I like your thinking.


----------



## Anchorless (Aug 3, 2010)

With respect to Riggins, Banks is the whitewater capital of Idaho... and then Yellow Pine.


----------



## GoodTimes (Mar 9, 2006)

Anchorless said:


> With respect to Riggins, Banks is the whitewater capital of Idaho... and then Yellow Pine.

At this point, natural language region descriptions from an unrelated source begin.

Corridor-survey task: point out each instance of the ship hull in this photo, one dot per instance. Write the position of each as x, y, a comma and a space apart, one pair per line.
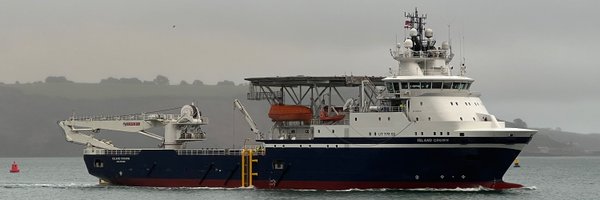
315, 168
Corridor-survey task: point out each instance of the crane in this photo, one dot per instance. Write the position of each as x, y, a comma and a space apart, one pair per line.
238, 105
178, 128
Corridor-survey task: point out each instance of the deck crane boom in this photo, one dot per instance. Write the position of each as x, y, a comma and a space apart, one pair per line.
238, 105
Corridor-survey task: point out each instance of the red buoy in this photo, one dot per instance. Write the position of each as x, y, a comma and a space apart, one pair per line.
14, 168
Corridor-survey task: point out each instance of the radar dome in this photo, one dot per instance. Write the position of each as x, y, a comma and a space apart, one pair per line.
413, 32
408, 43
445, 45
428, 33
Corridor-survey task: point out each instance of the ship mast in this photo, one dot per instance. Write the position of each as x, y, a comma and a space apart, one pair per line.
418, 55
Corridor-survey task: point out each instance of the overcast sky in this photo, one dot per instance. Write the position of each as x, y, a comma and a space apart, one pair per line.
535, 60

I agree...just quoting the "Welcome to Riggins" sign when you roll into town. Well, depends on whether you're a rafter or kayaker though. I think I'd argue Riggins for rafters.


----------



## BrianK (Feb 3, 2005)

climbdenali said:


> I've never found a place with a longer season than the Arkansas.


You need to get out more.


----------



## whip (Oct 23, 2003)

Hell I'd move there just for Shelleys Malts, shakes and burgers! Unfortunately I'm stuck in a Podunk CO town where the boating. biking and skiing just sucks...don't ever think of moving here


----------



## lhowemt (Apr 5, 2007)

GoodTimes said:


> I agree...just quoting the "Welcome to Riggins" sign when you roll into town. Well, depends on whether you're a rafter or kayaker though. I think I'd argue Riggins for rafters.

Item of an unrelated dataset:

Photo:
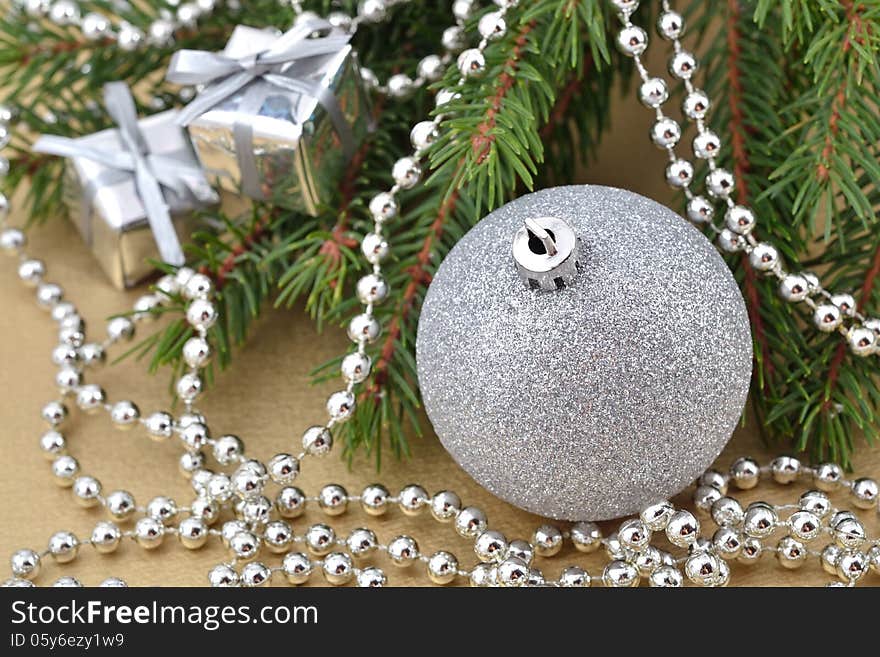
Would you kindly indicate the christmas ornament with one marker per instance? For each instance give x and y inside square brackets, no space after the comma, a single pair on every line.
[280,115]
[602,366]
[132,190]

No way! Although I have to say I've never spent any time in Riggins, and I keep meaning to get on the LS but just can't ever seem to drive past the Lochsa and/or SF Clearwater..... Heading to Banks today!


----------



## GoodTimes (Mar 9, 2006)

lhowemt said:


> Heading to Banks today!


Sweet...for the labor day weekend NF Payette Sotar fest (errr, I mean catboat fest)???

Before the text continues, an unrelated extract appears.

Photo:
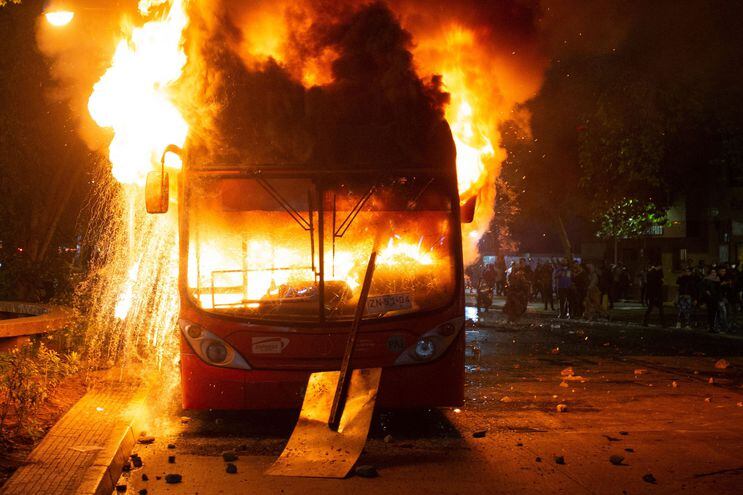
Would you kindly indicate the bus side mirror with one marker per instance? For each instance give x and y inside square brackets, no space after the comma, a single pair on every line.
[467,210]
[157,192]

I'll look for your boat...I'll be up there too.


----------



## lhowemt (Apr 5, 2007)

Yup, but I'm on the injured reserve so only the tiniest bit of nfing for me. And we've got a puppy so we'll do some puppy things too. We're camping at hot springs campground, come on up! Sat night there should be a lot of fun people. Some non-sotar boaters too ;^). I'll be back on the yellow/black 12.5' for any nfing, no tiny new 11' boat for that river!


----------



## k2andcannoli (Feb 28, 2012)

BrianK said:


> You need to get out more.


Lol'd


----------



## paulk (Apr 24, 2006)

Brian, I don't know why you have to be so cynical. The arkansas has the longest season in the WORLD and the numbers is class IV at all water levels. Why do you insist on sandbagging these FACTS.


----------



## D-Sieve (Mar 15, 2012)

I can hardly imagine why anyone would want to leave Durango. Tourists, prices,.. so what? That always seemed like a fantastic place to spend a lifetime, imo. Buena Vista close behind. Riggins, though??? You'd better try Boise first, with a college and a capital, it's not TOO backwoods. The river community here is outstanding - you'll be welcomed.


----------



## kellip (Mar 1, 2007)

I'd move to Riggins. There is something to surf at most levels to keep you entertained. I go as often as I can.


----------



## jkodadek (Jul 19, 2006)

paulk said:


> The arkansas has the longest season in the WORLD..... Why do you insist on sandbagging these FACTS.


Not even close, broheim.


----------



## Gardenvalleykayaker (Jul 23, 2011)

We moved to Idaho for the boating after spending many a summer camping. It has a lot to offer if you love the whitewater and the great access to the national forest. One interesting thing about many of the rural schools is they've gone to a four day week which many families end up loving. We lived in some great places, Lake Tahoe and Hawaii and haven't regretted moving here full time one bit.


----------



## lhowemt (Apr 5, 2007)

kellip said:


> I'd move to Riggins. There is something to surf at most levels to keep you entertained. I go as often as I can.


Surfers in the back!


----------